Protective effects of astragaloside in rats with adriamycin nephropathy and underlying mechanism.
Chin J Nat Med. 2016 Apr ;14(4):270-277. PMID: 27114314
The present study was designed to determine the mechanism underlying the treatment of nephrotic syndrome using astragaloside by observing the effects of astragaloside on the expression of nephrin and podocin proteins and genes in kidneys of rats with adriamycin nephropathy. The rats were injected with adriamycin and, after successful model establishment, randomly divided into a model group, a Methylprednisolone (MP) group, and an astragaloside group. The 24-h complete urine samples were collected. Biochemical indicators were monitored, and kidney tissues were collected for pathological analysis using light microscopy and electron microscopy. The mRNA expression of nephrin and podocin was measured in the kidney tissues using the real-time qPCR, and the protein expression levels of nephrin and podocin were detected using Western blot analysis.

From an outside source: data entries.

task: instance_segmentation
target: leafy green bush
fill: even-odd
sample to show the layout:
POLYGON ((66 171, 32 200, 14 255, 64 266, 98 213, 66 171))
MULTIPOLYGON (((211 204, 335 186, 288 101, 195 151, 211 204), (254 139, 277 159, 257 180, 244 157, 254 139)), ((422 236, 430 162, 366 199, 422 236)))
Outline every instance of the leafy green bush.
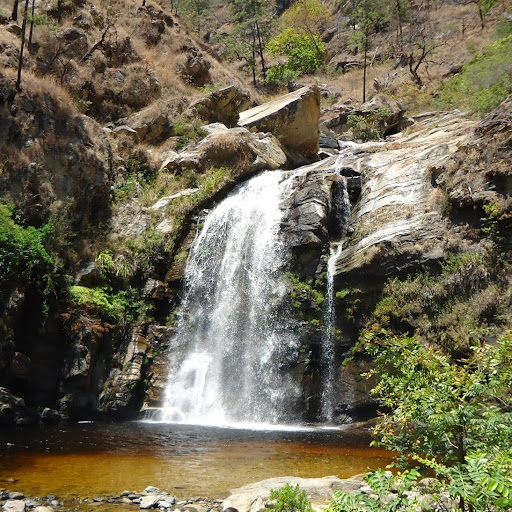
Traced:
POLYGON ((373 494, 335 491, 327 512, 395 512, 411 510, 417 501, 411 491, 420 476, 419 471, 412 469, 397 476, 389 471, 378 469, 365 475, 364 479, 373 494))
POLYGON ((45 243, 51 226, 24 227, 13 216, 12 207, 0 204, 0 299, 15 287, 30 288, 47 296, 52 290, 56 262, 45 243))
POLYGON ((361 114, 349 114, 347 124, 357 139, 375 140, 384 136, 393 117, 388 108, 377 108, 364 110, 361 114))
POLYGON ((370 473, 375 496, 335 494, 329 512, 510 510, 512 331, 463 361, 379 326, 365 330, 361 344, 374 361, 372 393, 389 411, 373 444, 397 452, 402 467, 416 467, 396 477, 370 473), (416 483, 421 467, 438 478, 430 489, 416 483), (421 494, 429 499, 411 501, 421 494))
POLYGON ((294 28, 287 28, 273 37, 267 44, 267 50, 273 57, 287 57, 286 64, 272 66, 268 70, 267 83, 313 73, 322 65, 325 55, 325 45, 320 37, 297 32, 294 28))
POLYGON ((133 288, 114 293, 109 287, 70 286, 69 293, 76 306, 113 322, 134 321, 146 310, 133 288))
POLYGON ((485 47, 464 64, 462 72, 439 90, 443 107, 485 113, 512 92, 512 35, 485 47))
POLYGON ((295 487, 286 484, 281 489, 272 489, 270 499, 276 500, 272 507, 275 512, 313 512, 306 491, 301 491, 298 484, 295 487))
POLYGON ((494 328, 508 323, 512 288, 491 256, 463 253, 384 286, 373 320, 389 320, 402 332, 414 330, 449 351, 465 351, 494 328))

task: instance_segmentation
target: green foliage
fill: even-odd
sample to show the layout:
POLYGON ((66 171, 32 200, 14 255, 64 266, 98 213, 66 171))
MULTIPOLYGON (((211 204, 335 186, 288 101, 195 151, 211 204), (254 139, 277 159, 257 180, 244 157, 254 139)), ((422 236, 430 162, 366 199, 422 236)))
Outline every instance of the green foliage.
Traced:
POLYGON ((510 510, 512 331, 464 360, 379 326, 365 330, 361 344, 374 361, 372 392, 389 411, 374 443, 396 451, 400 465, 417 467, 396 477, 371 473, 375 496, 335 494, 329 512, 438 510, 443 496, 450 510, 510 510), (438 477, 433 488, 416 484, 418 465, 438 477), (425 493, 429 499, 410 501, 425 493))
POLYGON ((145 307, 134 288, 114 292, 107 286, 70 286, 69 293, 75 306, 111 322, 133 323, 145 313, 145 307))
POLYGON ((439 102, 443 107, 489 112, 512 92, 512 35, 485 47, 467 62, 462 72, 443 84, 439 102))
POLYGON ((294 28, 287 28, 273 37, 267 44, 267 50, 273 57, 287 57, 286 64, 269 69, 267 82, 288 80, 312 73, 322 65, 325 55, 325 45, 320 37, 299 33, 294 28))
POLYGON ((244 60, 256 85, 258 67, 265 79, 265 46, 273 32, 274 3, 272 0, 229 0, 228 5, 234 29, 227 38, 224 53, 227 58, 244 60))
POLYGON ((357 139, 375 140, 384 136, 393 117, 388 108, 377 108, 364 110, 361 114, 349 114, 347 124, 357 139))
POLYGON ((320 0, 296 0, 282 17, 285 27, 310 36, 319 36, 330 20, 331 13, 320 0))
POLYGON ((419 456, 463 465, 469 451, 510 449, 512 378, 497 368, 512 360, 512 331, 464 361, 380 327, 364 331, 361 342, 375 365, 372 393, 391 411, 375 428, 376 442, 402 463, 419 456))
POLYGON ((276 500, 272 507, 275 512, 313 512, 306 492, 301 491, 298 484, 295 487, 286 484, 281 489, 272 489, 270 499, 276 500))
POLYGON ((0 204, 0 299, 16 287, 48 296, 53 289, 55 259, 46 250, 51 226, 24 227, 12 207, 0 204))
POLYGON ((416 469, 404 471, 393 476, 389 471, 378 469, 364 477, 373 494, 335 491, 327 512, 395 512, 411 510, 417 505, 410 491, 420 476, 416 469))
POLYGON ((466 351, 493 329, 510 326, 506 264, 502 271, 494 261, 488 255, 463 253, 440 268, 392 278, 373 320, 389 319, 394 329, 414 330, 449 351, 466 351))

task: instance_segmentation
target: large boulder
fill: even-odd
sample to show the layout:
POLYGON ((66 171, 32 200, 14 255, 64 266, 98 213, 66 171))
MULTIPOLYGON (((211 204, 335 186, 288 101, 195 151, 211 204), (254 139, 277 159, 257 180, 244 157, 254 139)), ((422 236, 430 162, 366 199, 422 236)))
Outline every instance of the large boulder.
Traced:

At the end of 12 weeks of drug intervention, the urinary protein level was lower in the MP and astragaloside groups than that in the model group (P = 0.008 and P = 0.01, respectively). Serum albumin was higher in the MP and astragaloside groups than in the model group (P<0.001 and P = 0.012, respectively). Podocytes in the MP group were nearly normal, and fusion of podocytes in the astragaloside group was significantly less than that in the control group. The nephrin and podocin mRNA and protein expression levels in the intervention groups were higher (P<0.05) than that in the model group. Due to the increased expression of podocyte-related nephrin and podocin proteins, astragaloside maintained slit diaphragm integrity and decreased the level of proteinuria in rats with adriamycin nephropathy.